First, I signed up for Acme Services. I was welcomed with the following page:

The above screenshot shows the Apiary REST API page with a template. The left side of the screen should show a list of available endpoints (of course each client will have a list of their own chosen endpoints). Depending on the purpose of the endpoint, each will have a different selected request method (typically GET, POST, or PUT). The middle of the screen should show information regarding each endpoint, and on the right we can see the REST API console with the various options to modify the request such as URI Parameters, Request Headers, and the Request Body. In our case, we will use our test account which we called “SSRFtest” that was created for the demonstration of this Proof of Concept (PoC).

Focusing on the right side of the screen, we are given an example endpoint, which we can only send GET requests to:

From the name of the endpoint, we can assume that sending a GET request will return a list of questions related to polls. I used the UI console to send the request without modifying the parameters. What we should get is a response with an “OK” status code (200) containing the response data or, in our case, a list of questions:

However, this response was dissatisfying.

I decided to tamper with the request a bit, thinking that maybe I’d get a different output that would lead me down a more interesting path.

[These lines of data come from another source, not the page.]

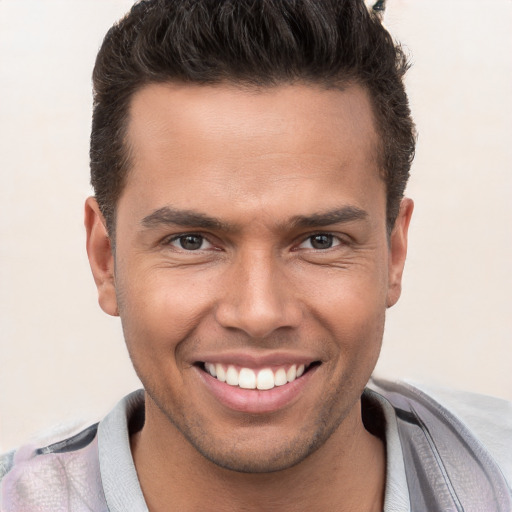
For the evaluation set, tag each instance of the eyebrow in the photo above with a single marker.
(338, 216)
(168, 215)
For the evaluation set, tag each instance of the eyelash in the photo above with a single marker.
(335, 240)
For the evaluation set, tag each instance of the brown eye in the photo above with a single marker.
(321, 241)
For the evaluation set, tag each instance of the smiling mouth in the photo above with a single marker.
(262, 379)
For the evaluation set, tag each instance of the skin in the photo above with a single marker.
(266, 166)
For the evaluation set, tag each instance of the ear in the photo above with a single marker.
(101, 257)
(398, 251)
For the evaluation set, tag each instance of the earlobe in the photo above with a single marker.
(398, 251)
(101, 257)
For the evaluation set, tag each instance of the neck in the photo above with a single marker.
(346, 474)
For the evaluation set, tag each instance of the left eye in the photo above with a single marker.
(320, 241)
(190, 242)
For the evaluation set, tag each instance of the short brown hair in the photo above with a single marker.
(250, 42)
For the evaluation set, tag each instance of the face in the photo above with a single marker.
(252, 268)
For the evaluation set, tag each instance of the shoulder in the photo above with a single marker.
(482, 421)
(63, 475)
(488, 418)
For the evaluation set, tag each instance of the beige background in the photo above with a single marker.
(63, 359)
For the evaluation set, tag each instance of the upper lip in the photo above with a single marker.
(248, 360)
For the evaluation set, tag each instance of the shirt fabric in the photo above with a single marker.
(440, 444)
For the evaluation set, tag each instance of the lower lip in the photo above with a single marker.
(255, 401)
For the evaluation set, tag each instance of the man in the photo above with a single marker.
(249, 160)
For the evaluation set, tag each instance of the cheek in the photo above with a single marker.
(159, 310)
(350, 304)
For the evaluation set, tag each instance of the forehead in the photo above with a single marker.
(246, 145)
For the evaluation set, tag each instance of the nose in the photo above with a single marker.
(258, 297)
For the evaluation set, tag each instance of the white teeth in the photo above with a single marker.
(247, 379)
(232, 376)
(280, 377)
(210, 368)
(221, 374)
(265, 379)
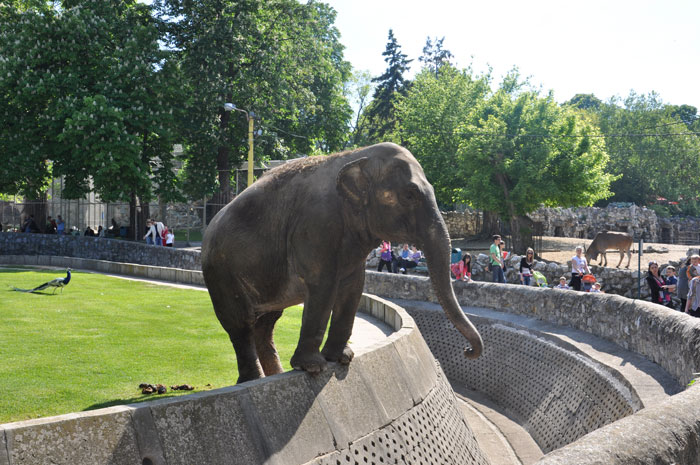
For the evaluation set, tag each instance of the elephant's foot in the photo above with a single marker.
(342, 355)
(313, 362)
(249, 373)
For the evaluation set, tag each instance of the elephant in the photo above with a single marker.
(302, 233)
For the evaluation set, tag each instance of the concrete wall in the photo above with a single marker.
(393, 404)
(666, 433)
(98, 248)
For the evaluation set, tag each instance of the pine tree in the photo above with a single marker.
(434, 56)
(381, 112)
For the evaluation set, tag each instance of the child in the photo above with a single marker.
(694, 268)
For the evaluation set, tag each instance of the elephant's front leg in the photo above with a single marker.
(314, 319)
(336, 348)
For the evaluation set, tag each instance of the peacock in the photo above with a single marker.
(55, 283)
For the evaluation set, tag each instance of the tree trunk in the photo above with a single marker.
(521, 232)
(491, 224)
(37, 207)
(131, 232)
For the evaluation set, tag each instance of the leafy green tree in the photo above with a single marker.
(431, 112)
(520, 151)
(651, 150)
(380, 114)
(585, 102)
(434, 55)
(357, 90)
(279, 60)
(102, 120)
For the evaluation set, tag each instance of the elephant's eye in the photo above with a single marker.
(412, 193)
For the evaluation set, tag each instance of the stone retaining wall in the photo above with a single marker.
(393, 404)
(98, 248)
(666, 433)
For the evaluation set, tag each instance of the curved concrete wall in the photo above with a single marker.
(392, 404)
(666, 433)
(557, 393)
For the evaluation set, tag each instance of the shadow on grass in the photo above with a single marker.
(134, 400)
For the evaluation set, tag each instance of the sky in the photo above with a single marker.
(606, 48)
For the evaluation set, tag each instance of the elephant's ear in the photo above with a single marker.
(352, 182)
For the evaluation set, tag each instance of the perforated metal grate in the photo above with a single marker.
(431, 433)
(558, 394)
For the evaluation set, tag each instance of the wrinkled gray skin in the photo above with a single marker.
(302, 233)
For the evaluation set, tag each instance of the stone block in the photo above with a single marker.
(347, 401)
(211, 427)
(386, 380)
(419, 362)
(103, 436)
(291, 419)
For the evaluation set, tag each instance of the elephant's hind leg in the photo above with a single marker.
(265, 344)
(235, 312)
(336, 348)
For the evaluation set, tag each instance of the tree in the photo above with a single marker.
(585, 102)
(279, 60)
(651, 150)
(520, 151)
(357, 90)
(430, 114)
(434, 56)
(102, 120)
(380, 113)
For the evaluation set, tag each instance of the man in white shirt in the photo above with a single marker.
(579, 267)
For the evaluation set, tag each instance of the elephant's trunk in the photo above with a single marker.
(437, 254)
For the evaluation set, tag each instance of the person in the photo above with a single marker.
(682, 285)
(169, 238)
(413, 259)
(671, 282)
(496, 259)
(694, 267)
(463, 268)
(30, 225)
(60, 226)
(579, 267)
(692, 306)
(160, 228)
(150, 232)
(526, 264)
(50, 225)
(399, 263)
(657, 285)
(385, 255)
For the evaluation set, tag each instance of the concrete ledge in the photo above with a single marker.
(665, 433)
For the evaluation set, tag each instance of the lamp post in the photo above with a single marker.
(249, 117)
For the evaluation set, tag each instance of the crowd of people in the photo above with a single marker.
(156, 232)
(408, 258)
(663, 286)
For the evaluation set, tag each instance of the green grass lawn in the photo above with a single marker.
(92, 345)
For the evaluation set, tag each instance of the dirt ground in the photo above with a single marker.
(561, 249)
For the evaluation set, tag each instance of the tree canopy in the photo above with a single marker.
(520, 150)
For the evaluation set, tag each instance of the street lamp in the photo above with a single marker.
(249, 117)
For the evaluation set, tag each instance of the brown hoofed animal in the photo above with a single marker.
(610, 240)
(302, 233)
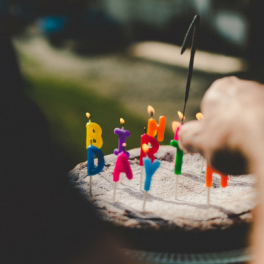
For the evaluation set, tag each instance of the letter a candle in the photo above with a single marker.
(150, 169)
(93, 136)
(146, 139)
(122, 165)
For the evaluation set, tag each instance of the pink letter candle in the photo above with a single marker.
(122, 165)
(146, 139)
(122, 135)
(153, 127)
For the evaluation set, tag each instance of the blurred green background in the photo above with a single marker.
(114, 58)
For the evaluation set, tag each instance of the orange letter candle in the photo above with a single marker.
(153, 127)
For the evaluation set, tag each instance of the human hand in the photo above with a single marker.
(231, 134)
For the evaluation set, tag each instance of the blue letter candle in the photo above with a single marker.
(91, 151)
(150, 169)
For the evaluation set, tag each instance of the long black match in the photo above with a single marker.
(194, 26)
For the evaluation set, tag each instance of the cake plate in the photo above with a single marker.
(228, 257)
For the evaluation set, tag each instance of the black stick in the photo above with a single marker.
(194, 26)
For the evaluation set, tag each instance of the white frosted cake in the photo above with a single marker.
(185, 225)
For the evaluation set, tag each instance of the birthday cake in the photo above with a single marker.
(185, 225)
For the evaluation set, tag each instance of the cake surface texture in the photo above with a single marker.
(185, 225)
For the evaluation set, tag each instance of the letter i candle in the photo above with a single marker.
(150, 169)
(122, 165)
(93, 136)
(209, 180)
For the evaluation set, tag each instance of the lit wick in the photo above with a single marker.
(151, 111)
(122, 122)
(145, 148)
(88, 116)
(123, 146)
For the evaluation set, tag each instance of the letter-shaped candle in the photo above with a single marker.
(91, 169)
(93, 132)
(122, 135)
(150, 169)
(122, 165)
(176, 125)
(145, 139)
(178, 158)
(209, 180)
(209, 177)
(153, 127)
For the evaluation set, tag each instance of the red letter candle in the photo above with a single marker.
(153, 127)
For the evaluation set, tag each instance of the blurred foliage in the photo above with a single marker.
(65, 103)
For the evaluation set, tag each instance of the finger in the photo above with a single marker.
(190, 137)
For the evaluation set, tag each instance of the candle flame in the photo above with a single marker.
(122, 121)
(180, 115)
(199, 116)
(175, 125)
(145, 148)
(151, 110)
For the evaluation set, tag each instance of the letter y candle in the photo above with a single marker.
(150, 169)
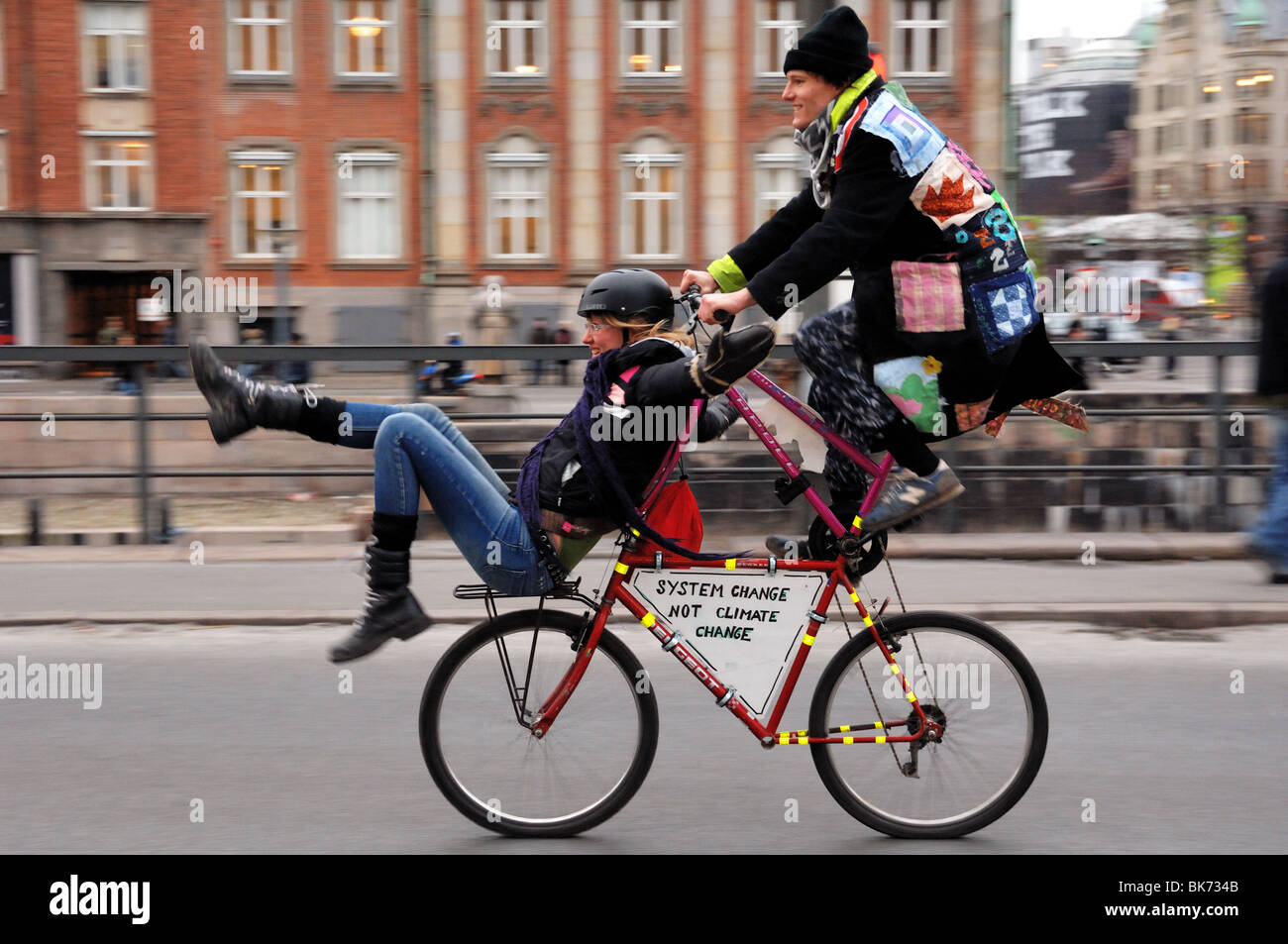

To do so, let’s have a look behind the scenes of this GET request and the various parameters the end user (such as myself) is actually sending to the endpoint. Below I use  Burpsuite, to help me intercept the various requests I sent to the server:

Below is the subsequent response:

In the first of the two screenshots above, we notice that the GET request we just sent via the UI is sent via another Apiary endpoint:

This means that the various parameters we just sent via the UI are actually sent as a POST Request (instead of the GET request shown in the UI).

As for the Response (Figure 4), as expected, we’re given data that we should have access to:

  1. The response StatusCode – “200” which indicates that the request has succeeded.
  2. Similarly to what we received in the UI, the “body”  parameter is now populated with the “questions” response (can be seen at the bottom of the response in the above screenshot).

But, wait. Among the response parameters, there’s one that clearly stands out: the url  parameter. As we can see in Figure 4, Apiary seems to be creating a mock endpoint (in this case, a randomly generated url).

From my experience, when encountering these types of endpoints (in which the current environment is explicit; i.e., “apiary-mock”) there’s usually more than one environment (i.e., Staging, Development, QA, Testing, Production, etc.). Hence, there are probably a few other types of environments I could attempt to access.

My assumption proved correct: modifying the POST Request “destination” parameter to a random string such as “test” would yield the following message: “A Destination header can be one of the following: mock, production, live, proxy.”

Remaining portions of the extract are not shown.